Maintenance of Healing of EE due to Acid-Mediated GERD
In an uncontrolled, open-label study of maintenance of healing of EE in 46 pediatric patients 1 to 16 years of age, 54% of patients required half the healing dose. The remaining patients increased the healing dose (0.7 to a maximum of 2.8 mg/kg/day) either for the entire maintenance period, or returned to half the dose before completion. Of the 46 patients who entered the maintenance phase, 19 (41%) had no relapse during follow-up (range 4 to 25 months). In addition, maintenance therapy in EE patients resulted in 63% of patients having no overall symptoms.
15 REFERENCES
1. Clinical and Laboratory Standards Institute (CLSI). Methods for Dilution Antimicrobial Susceptibility Tests for Bacteria That Grow Aerobically; Approved Standard—Tenth Edition. CLSI Document M07-A10, Clinical and Laboratory Standards Institute, 950 West Valley Road, Suite 2500, Wayne, Pennsylvania, 19087, USA 2015.
16 HOW SUPPLIED/STORAGE AND HANDLING
PRILOSEC delayed-release capsules, 10 mg, are opaque, hard gelatin, apricot and amethyst colored capsules, coded 606 on cap and PRILOSEC 10 on the body. They are supplied as follows:
NDC 0186-0606-31 unit of use bottles of 30
PRILOSEC delayed-release capsules, 20 mg, are opaque, hard gelatin, amethyst colored capsules, coded 742 on cap and PRILOSEC 20 on body. They are supplied as follows:
NDC 0186-0742-31 unit of use bottles of 30
NDC 0186-0742-82 bottles of 1000
PRILOSEC delayed-release capsules, 40 mg, are opaque, hard gelatin, apricot and amethyst colored capsules, coded 743 on cap and PRILOSEC 40 on the body. They are supplied as follows:
NDC 0186-0743-31 unit of use bottles of 30
NDC 0186-0743-68 bottles of 100
PRILOSEC for delayed-release oral suspension, 2.5 mg or 10 mg, is supplied as a unit dose packet containing a fine yellow powder, consisting of white to brownish omeprazole granules and pale yellow inactive granules.
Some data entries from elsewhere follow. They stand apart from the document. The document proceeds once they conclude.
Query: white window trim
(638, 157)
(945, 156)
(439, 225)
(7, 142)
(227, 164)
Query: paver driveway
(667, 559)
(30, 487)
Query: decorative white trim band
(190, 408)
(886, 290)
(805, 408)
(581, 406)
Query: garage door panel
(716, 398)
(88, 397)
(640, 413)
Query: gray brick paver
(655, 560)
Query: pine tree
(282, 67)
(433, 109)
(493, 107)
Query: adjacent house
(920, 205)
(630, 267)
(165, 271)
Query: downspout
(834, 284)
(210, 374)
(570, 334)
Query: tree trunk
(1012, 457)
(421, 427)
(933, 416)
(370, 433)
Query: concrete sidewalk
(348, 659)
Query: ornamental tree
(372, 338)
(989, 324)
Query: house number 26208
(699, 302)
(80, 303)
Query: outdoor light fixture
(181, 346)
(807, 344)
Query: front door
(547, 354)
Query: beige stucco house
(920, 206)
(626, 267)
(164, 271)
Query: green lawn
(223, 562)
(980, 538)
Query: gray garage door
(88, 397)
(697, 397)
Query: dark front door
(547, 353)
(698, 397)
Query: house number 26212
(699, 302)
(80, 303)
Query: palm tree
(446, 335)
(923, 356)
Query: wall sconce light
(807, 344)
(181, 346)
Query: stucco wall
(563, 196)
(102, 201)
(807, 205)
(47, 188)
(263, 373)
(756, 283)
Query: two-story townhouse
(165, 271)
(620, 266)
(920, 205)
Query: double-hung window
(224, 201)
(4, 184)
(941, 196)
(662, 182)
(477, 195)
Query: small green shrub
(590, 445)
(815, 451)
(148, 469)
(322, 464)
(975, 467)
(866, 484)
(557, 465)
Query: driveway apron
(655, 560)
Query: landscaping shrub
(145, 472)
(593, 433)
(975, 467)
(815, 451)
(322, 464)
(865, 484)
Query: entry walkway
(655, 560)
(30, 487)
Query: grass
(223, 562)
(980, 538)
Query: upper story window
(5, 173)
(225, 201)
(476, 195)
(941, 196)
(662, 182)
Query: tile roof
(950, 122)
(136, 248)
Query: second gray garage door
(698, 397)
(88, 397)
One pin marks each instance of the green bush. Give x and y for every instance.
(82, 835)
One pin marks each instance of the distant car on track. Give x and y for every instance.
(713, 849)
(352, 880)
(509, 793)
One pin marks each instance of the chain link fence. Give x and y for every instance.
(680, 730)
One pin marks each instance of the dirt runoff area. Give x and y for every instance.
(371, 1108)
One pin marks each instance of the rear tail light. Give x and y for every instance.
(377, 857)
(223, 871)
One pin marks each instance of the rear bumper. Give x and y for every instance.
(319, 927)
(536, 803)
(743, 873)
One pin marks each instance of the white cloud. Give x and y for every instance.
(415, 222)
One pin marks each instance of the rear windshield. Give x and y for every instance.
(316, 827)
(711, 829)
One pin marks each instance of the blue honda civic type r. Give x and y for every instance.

PRILOSEC unit dose packets are supplied as follows:
NDC 0186-0625–01 unit dose packages of 30: 2.5 mg packets
NDC 0186-0610–01 unit dose packages of 30: 10 mg packets
Storage
Store PRILOSEC delayed-release capsules in a tight container protected from light and moisture. Store between 15°C and 30°C (59°F and 86°F).
Store PRILOSEC for delayed-release oral suspension at 25°C (77°F); excursions permitted to 15 – 30°C (59 – 86°F). [See USP Controlled Room Temperature.]